TheStreet TST is a penny stock I can’t ignore. This financial news company, originally founded by Jim Cramer is such an affordable price, offering such a promising story. Yet there are inherit problems with the company such as the lack of profitability, the absence of long term strategy, and an inability to find the right management.
I wrote my first bullish take on TheStreet TST back in October. Of course the numbers don’t lie. Then I was not so concerned with the analysis of the company as I was for its continued assistance from Jim Cramer. The Mad Money star is a majority shareholder and continues to be a poster boy for several of the hallmark products offered by the company including Action Alerts Plus.
In many ways though, TheStreet is a bargain. For $2 or less, young investors can own a stock that sells for less than the cash value of the company. The Street does not have any borrowed debt. This is actually more rare today. Even rarer, the company is trading for a price that is less than its cash holdings. Essentially, if TheStreet did not offer any services, you are investing in cash holdings that are worth more than what you are paying at less than $2 a share.
Even with my bullish past in this company, many red flags have emerged that have worried me as an investor, not a speculator. In fact, a lot has to change before TheStreet emerges as a solid investment.
My first concern is the lack of profitability. As of current TheStreet has $57 million in sales but $-8.57 million in income. This is a fundamental concern. Many investors argue that with growth a lack of profitability is tolerable. However in this case I see little room for growth.
Financial markets news and commentary is available everywhere and most of it free. Action Alerts Plus is also a hard sell and one of the worst performers in the investing category of affiliate programs such as Commission Junction. Premium services are down 7%. With Jim Cramer’s face plastered all over it I expected more. The competition is endless and in many cases offers most of their services for free.
Further I have to be worried about the strategy of the company going forward. TST does not have a long term strategy that makes it any different from any other financial news source. The website is awash in annoying advertisements (some of which are unrelated to TST, losing business) and poor navigation. As a user I hate to have to click to the next page of an article to only be teased in the title. No thanks, I’ll just go back to the Fool.

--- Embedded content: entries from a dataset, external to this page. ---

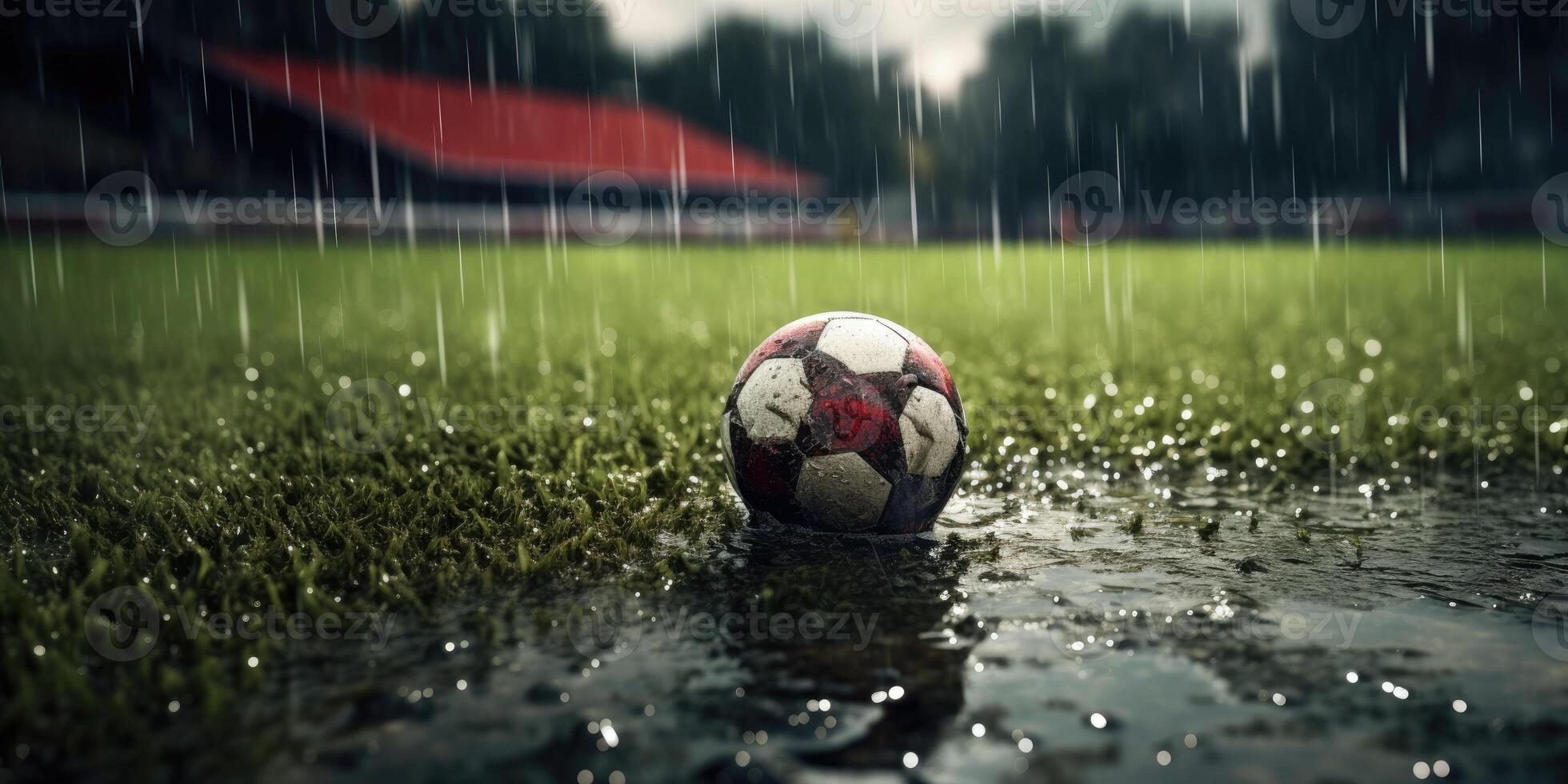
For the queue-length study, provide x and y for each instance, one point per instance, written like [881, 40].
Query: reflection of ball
[846, 422]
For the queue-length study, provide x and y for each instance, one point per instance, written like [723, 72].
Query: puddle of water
[1048, 645]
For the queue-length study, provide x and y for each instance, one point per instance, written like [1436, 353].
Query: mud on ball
[846, 422]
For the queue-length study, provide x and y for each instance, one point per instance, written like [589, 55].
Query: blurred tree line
[1150, 101]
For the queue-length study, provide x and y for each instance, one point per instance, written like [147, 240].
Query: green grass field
[596, 378]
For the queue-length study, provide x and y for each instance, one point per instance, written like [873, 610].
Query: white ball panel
[842, 491]
[775, 400]
[930, 431]
[864, 346]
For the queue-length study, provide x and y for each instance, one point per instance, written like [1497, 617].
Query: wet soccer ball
[846, 422]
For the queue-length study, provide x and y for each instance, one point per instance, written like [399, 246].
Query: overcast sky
[944, 38]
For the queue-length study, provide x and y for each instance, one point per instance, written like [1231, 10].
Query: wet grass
[593, 382]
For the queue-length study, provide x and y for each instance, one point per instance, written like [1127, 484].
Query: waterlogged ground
[1022, 640]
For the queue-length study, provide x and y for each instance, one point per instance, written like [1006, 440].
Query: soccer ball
[844, 422]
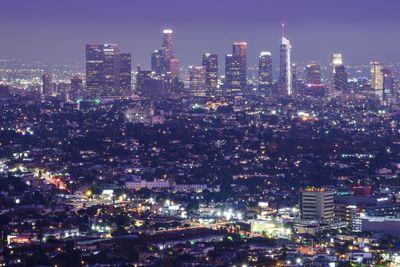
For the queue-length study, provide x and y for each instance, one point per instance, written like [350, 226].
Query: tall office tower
[111, 70]
[174, 67]
[377, 79]
[168, 43]
[158, 61]
[125, 75]
[316, 204]
[313, 75]
[141, 76]
[232, 75]
[170, 61]
[76, 88]
[210, 64]
[240, 49]
[47, 85]
[103, 69]
[285, 70]
[197, 81]
[388, 82]
[265, 72]
[340, 78]
[94, 69]
[335, 61]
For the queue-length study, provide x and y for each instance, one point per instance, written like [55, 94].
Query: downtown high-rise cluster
[109, 74]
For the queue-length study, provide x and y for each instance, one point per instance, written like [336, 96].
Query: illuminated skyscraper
[168, 43]
[76, 88]
[340, 78]
[174, 67]
[159, 61]
[169, 63]
[197, 81]
[125, 74]
[232, 75]
[335, 61]
[285, 71]
[47, 85]
[111, 70]
[313, 75]
[210, 64]
[265, 72]
[103, 69]
[388, 82]
[94, 69]
[377, 79]
[240, 49]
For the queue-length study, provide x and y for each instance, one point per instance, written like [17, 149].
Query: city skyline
[316, 30]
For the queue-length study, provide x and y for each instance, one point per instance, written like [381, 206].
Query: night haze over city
[200, 133]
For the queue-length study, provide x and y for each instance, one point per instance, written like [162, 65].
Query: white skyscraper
[336, 60]
[285, 76]
[377, 79]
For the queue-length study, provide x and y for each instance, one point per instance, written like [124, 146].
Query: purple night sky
[363, 30]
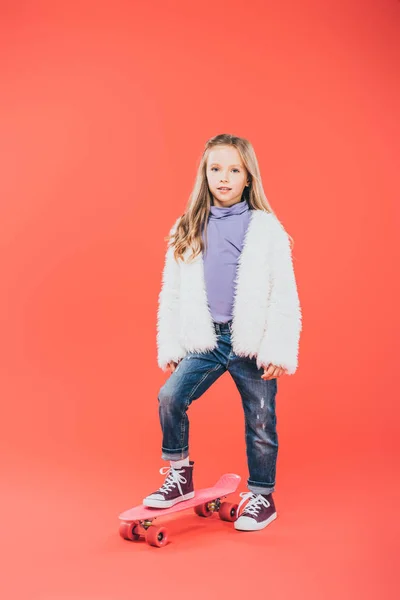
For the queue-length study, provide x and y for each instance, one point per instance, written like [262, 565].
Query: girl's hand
[172, 365]
[272, 371]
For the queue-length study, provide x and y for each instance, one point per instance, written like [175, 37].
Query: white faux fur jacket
[266, 314]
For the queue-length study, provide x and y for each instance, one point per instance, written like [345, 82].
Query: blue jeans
[194, 374]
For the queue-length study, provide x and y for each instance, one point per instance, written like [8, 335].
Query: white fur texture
[267, 318]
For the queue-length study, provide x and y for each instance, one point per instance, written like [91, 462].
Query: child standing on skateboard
[228, 302]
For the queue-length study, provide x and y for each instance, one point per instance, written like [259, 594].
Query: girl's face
[225, 169]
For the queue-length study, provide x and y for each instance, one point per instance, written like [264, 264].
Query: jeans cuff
[260, 489]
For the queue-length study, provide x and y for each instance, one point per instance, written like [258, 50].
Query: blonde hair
[188, 231]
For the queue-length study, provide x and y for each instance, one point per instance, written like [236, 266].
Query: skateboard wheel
[203, 511]
[129, 531]
[156, 536]
[228, 511]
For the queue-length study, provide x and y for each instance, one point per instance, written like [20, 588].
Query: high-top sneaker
[177, 487]
[258, 512]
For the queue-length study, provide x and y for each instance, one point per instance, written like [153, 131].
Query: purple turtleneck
[225, 232]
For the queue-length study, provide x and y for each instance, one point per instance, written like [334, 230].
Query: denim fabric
[194, 374]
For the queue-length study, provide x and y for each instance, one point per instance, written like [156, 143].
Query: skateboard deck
[138, 520]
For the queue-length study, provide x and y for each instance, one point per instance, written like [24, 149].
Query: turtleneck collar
[219, 212]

As far as management is concerned, they are all over the board. TheStreet has failed to find a solid group of individuals with the foresight to move the company out of their backwards strategy for profitability, actually most recently taking a beating. Daryl Otte’s recent placement as CEO and then resignation in March is troubling. Perhaps exciting for those looking for a change.
Some are arguing the large holding of stock management has including Jim Cramer, a majority stockholder as evidence for confidence in the company. However as I pointed out, insider trading in penny stocks is not always a great indication of confidence. This is because TheStreet sells for such a small price that Cramer and company can afford to own a majority with little risk to their net worth and everything to gain if the stock eventually recovers. You as a small investor will suffer the loss.
As I stated, a lot of things have to go right for TheStreet to turn around. A larger web presence with increased traffic does nothing if TST cannot capitalize and monetize their readers. With 25% more traffic this quarter, TheStreet should have better profitability.
Never mind the 5% dividend or $1.00 per share. It looks juicy but is likely not stable and certainly not growing anytime soon. Keep an eye on the TheStreet for the fact that it is so cheap but wait for profitability and positive revenue before even thinking of pulling the trigger. If they can’t get out of the gutter this penny stock will end up like all others, over to the pink sheets.